Beyond the dreary season, the love for Mitrovic continued and even reached new heights. When Gayle was awarded the number nine instead of the Serbian striker, who has been tipped as the next Shearer, there was outrage on his behalf until he stated he was happy to continue under his 45 number.
Then it came to the international break which saw the Geordies traded in the same old tired feeling of watching England to become honorary Serbians. Taking in every Mitrovic emblazoned moment with pure glee. Relishing in his two goal glory in a crucial 3-2 victory over Austria, while simultaneously not being overly concerned with other Newcastle players on duty for their nation. Making it obvious that Mitrovic is their man.
Things are different for Mitrovic at Newcastle since Steve McClaren left the club in tatters. Under Rafa Benitez the club has found structure, rhythm and above all hope in football again. In addition to appropriate infastructure being put in place, in the second division many players have flowered, such as Yoan Gouffran. Originally bought as a striker has become a winger with an exceptional work rate and ability to follow the plan, which has led to a multitude of chances created and the Frenchman finishing some spectacular ones of his own. But the Serbian does not play enough to reap the benefits from the 'Rafalution', despite the adoration from the rest of the city.
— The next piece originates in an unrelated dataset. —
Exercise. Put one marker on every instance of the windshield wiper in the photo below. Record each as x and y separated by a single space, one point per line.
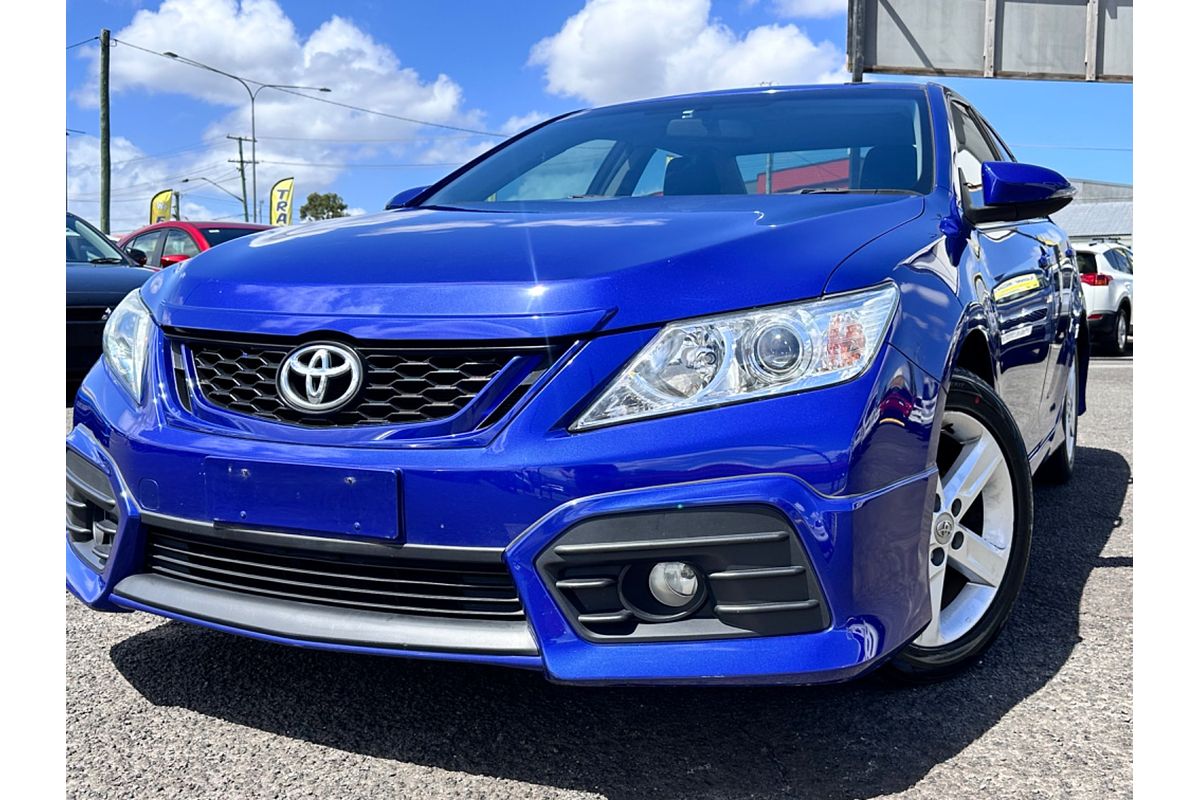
841 190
He still has the attention and the hearts of the supporters. Take the recent home game against Birmingham City for example, Gayle bagged a perfect hat trick and on his final goal, Mitrovic was warming up to pick up 10 minutes of playing time. As the third goal went in, sure the crowd erupted at the mere sight of a ball hitting the back of the net, but it was not the scorer's name they were chanting. A chorus of 'mitro' rang anytime the Serbian warmed up, he himself acknowledged it, pointing towards the Leazes stand with that charming, almost clumsy smile of his. It is that kind of relationship with fans that is rarely seen in the modern day Toon, but one that is so treasured to the point of cultdom.
However, the chants and love for the club can only carry the young striker so far. He needs game time, and if he does not feature in Benitez's plans for Newcastle there is no doubt he will look elsewhere. There are claims that Premier League clubs such as Crystal Palace and West Ham that are seeking to add his dedication and fearless goal hunting nature to their striking force. Why would they not? He is not afraid to embed himself into a backline with some of the most lavish names in football, he can hold up play like no other and his ability to score from a header is second to none. Plus, he is extremely young - a simple fact that is constantly overlooked.
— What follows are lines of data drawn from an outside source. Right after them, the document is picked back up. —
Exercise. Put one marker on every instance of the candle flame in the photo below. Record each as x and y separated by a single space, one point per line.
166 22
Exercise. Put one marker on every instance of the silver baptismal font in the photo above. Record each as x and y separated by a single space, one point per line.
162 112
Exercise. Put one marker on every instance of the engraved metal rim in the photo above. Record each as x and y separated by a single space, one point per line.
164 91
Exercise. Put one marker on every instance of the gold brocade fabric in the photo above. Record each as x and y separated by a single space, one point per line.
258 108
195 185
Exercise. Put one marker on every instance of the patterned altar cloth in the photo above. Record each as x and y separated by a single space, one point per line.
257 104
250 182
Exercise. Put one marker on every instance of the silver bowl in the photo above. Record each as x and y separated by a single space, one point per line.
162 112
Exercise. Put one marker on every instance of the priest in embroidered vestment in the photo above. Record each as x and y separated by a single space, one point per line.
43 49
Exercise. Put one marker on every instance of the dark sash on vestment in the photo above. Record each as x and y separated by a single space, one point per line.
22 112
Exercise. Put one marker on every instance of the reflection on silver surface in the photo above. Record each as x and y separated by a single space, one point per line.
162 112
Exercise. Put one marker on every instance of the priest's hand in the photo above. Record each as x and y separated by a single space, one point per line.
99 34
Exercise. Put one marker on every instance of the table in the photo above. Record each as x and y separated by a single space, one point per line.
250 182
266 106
But if Newcastle do lose their Serbian Prince it will wreak havoc for the rest of the team and the manager. His absence would most likely even spark a different kind of atmosphere in St James' Park for a while, as he is an integral part of this modern culture. That would be a big blow with the fans working so hard to restore and cultivate that environment that so many visiting teams have been afraid to step into, with projects such as The Gallowgate Flags.
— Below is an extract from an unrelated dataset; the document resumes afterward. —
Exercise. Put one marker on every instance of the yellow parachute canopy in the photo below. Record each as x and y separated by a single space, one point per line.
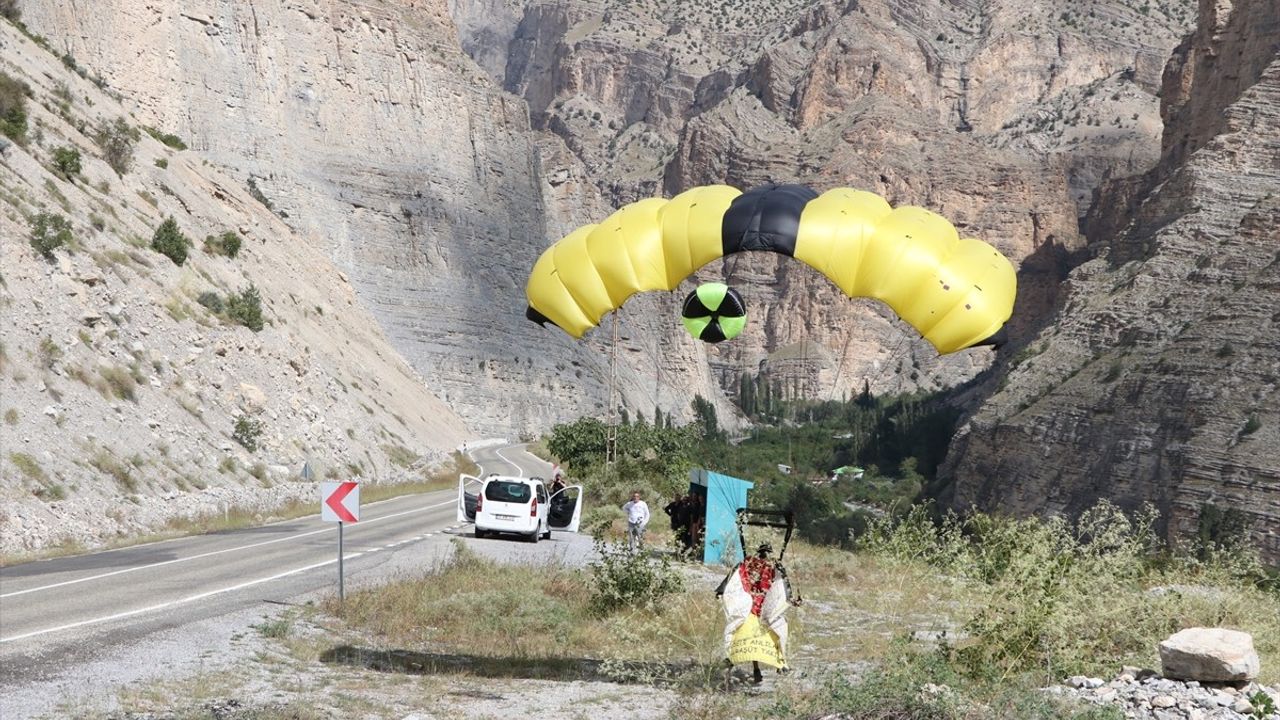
955 291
At this rate with only 12 appearances this season, 66% of those coming off the bench he is not going to become the player that his fans so desperately want him to be. Benitez himself has made a plea for the striker to stay but there are reports of the man himself being unhappy with the lack of game time.
Perhaps Geordies may have to invest in an inspirational quote plaque for their homes that reads something along the lines of "If you love something, let it go", to sit nicely next to the "love, laugh, live" one.
Jokes aside, if there is one thing that is certain at this time, wherever he goes from here; Mitrovic's legacy will live on well beyond his time at the club.